Regarding the influence of age, elderly patients have significantly lower no-show percentages compared with younger age groups in our study. This trend might stem from higher healthcare needs among elderly patients, prompting them more likely to prioritize medical appointments [11,24]. Additionally, younger patients may be less familiar with the healthcare system, leading to higher no-show percentages among those attending their first appointment. A higher no-show percentage could reflect difficulties in navigating the system or identifying a true health need. This aligns with previous research showing a higher tendency for missed appointments among those new to the healthcare system [3]. Furthermore, this study highlighted that patients exempt from co-payments due to clinical conditions, a circumstance that may benefit patients with chronic diseases, have a lower percentage of no-shows at healthcare appointments. This lends further support to the hypothesis that individuals with greater awareness of their health condition tend to value healthcare services more highly.
The observed gender effect is also notable: in our study, male patients showed significantly higher odds of non-attendance (OR = 1.17; 95% CI 1.11–1.24). A similar pattern was reported in the large Danish register-based cohort analysed by Wolff et al., where male gender remained an independent risk factor after adjustment for age, diagnosis, and socioeconomic status (OR ≈ 1.35) [26]. Conversely, other European studies have found no significant gender differences, indicating that the impact of gender may be context-dependent [3]. This association may stem from known differences in health-seeking behaviours between men and women, with men being typically less engaged in preventive care and more reluctant to seek help [27]. From an economic perspective, our study indicates that patients exempt from co-payments on the basis of income as well as those without any exemption record higher no-show percentages than patients exempt for clinical conditions.
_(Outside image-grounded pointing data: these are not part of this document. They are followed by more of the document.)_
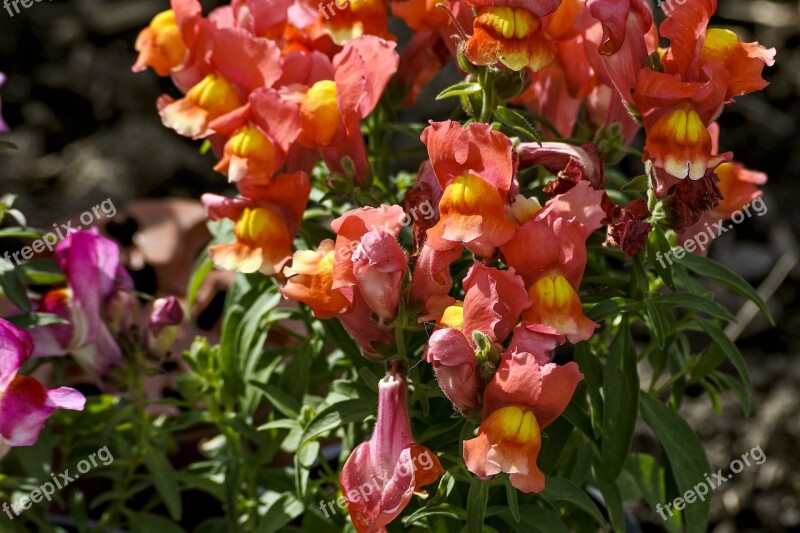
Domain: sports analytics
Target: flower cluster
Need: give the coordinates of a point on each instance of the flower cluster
(99, 309)
(276, 86)
(272, 89)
A comparable pattern was observed in several studies [3], such as in the large Danish outpatient cohort analysed by Wolff et al., where receipt of social welfare benefits was independently associated with increased odds of non-attendance (OR ≈ 1.48) [26]. Since income-based exemption typically corresponds to lower socioeconomic status, it is possible that exemption status may influence attendance because some patients might be unaware of potential charges associated with missed appointments [4]. From a health-system standpoint, missed appointments in exempt groups translate into lost capacity and additional administrative costs. Reducing no-show percentages among exempt patients, perhaps through personalized reminders and improved communication, could help mitigate these financial losses and promote better resource utilization [5].
One limitation of this study is its observational design, which precludes the establishing of causal relationships between the analysed variables and no-show percentages. While associations can be identified, further experimental or longitudinal studies would be necessary to confirm causality. Another limitation is the potential for unmeasured confounding variables that could influence no-show percentages: factors such as patient education levels, employment status, transportation availability, distance from the healthcare site, and repeat no-show behaviour were not available in this study but could significantly impact appointment attendance [3]. Moreover, while income-based exemptions are determined according to defined income thresholds and can serve as an administrative indicator of low socioeconomic status, this measure does not fully capture the complexity of patients’ socioeconomic conditions. Additionally, the study was conducted within a specific regional healthcare system, which may limit the generalizability of the findings to other settings with different healthcare infrastructures and patient demographics. Finally, the logistic regression model’s metrics highlight limitations in fully capturing the complexity of factors contributing to no-shows. Expanding the dataset and the variables included in future studies could improve the model’s predictive accuracy and provide deeper insights.

5. Conclusions

In conclusion, the present study identifies several factors that contribute to the occurrence of no-shows in healthcare appointments. The accessibility and management of healthcare service sites, the urgency and nature of appointments, patient demographics, and socio-economic status all play a significant role in this regard. Patients aged 65 and over as well as those with short-term healthcare needs are less likely to miss appointments. In contrast, younger patients and those accessing healthcare for the first time are more likely to miss appointments. Socioeconomic factors such as income-based exemption also affect attendance, possibly due to a lack of awareness about the financial obligations of missed appointments. Furthermore, longer waiting times are associated with increased no-show percentages, emphasizing the need to reduce waiting times to enhance patient compliance. Building on these insights, several organizational-level interventions could be considered to improve attendance rates. First, integrating predictive analytics to identify high-risk no-show patients can allow staff to deploy targeted interventions such as personalized phone calls or SMS reminders. Second, implementing overbooking strategies cautiously and supported by robust predictive models could compensate for expected no-show rates without substantially increasing patient wait times or overloading staff. Finally, improving communication regarding the importance of attending appointments and clarifying the potential costs of non-attendance may enhance engagement, especially among patients exempt from co-payments who might perceive fewer consequences for missed visits

Supplementary Materials

The following supporting information can be downloaded at https://www.mdpi.com/article/10.3390/healthcare13151869/s1. Supplementary Material S1. STROBE Statement.

Author Contributions

Conceptualization, A.R., D.C., and P.R.; methodology, A.R. and P.R.; software, P.R.; formal analysis, P.R.; investigation, A.D.A. and A.D.; resources, S.O.; data curation, A.R., D.C., and P.R.; writing—original draft preparation, A.R. and P.R.; writing—review and editing, A.D.A., A.D., D.C., and S.O.; supervision, R.S. and S.O.; project administration, S.O. All authors have read and agreed to the published version of the manuscript.

Funding

This research received no external funding.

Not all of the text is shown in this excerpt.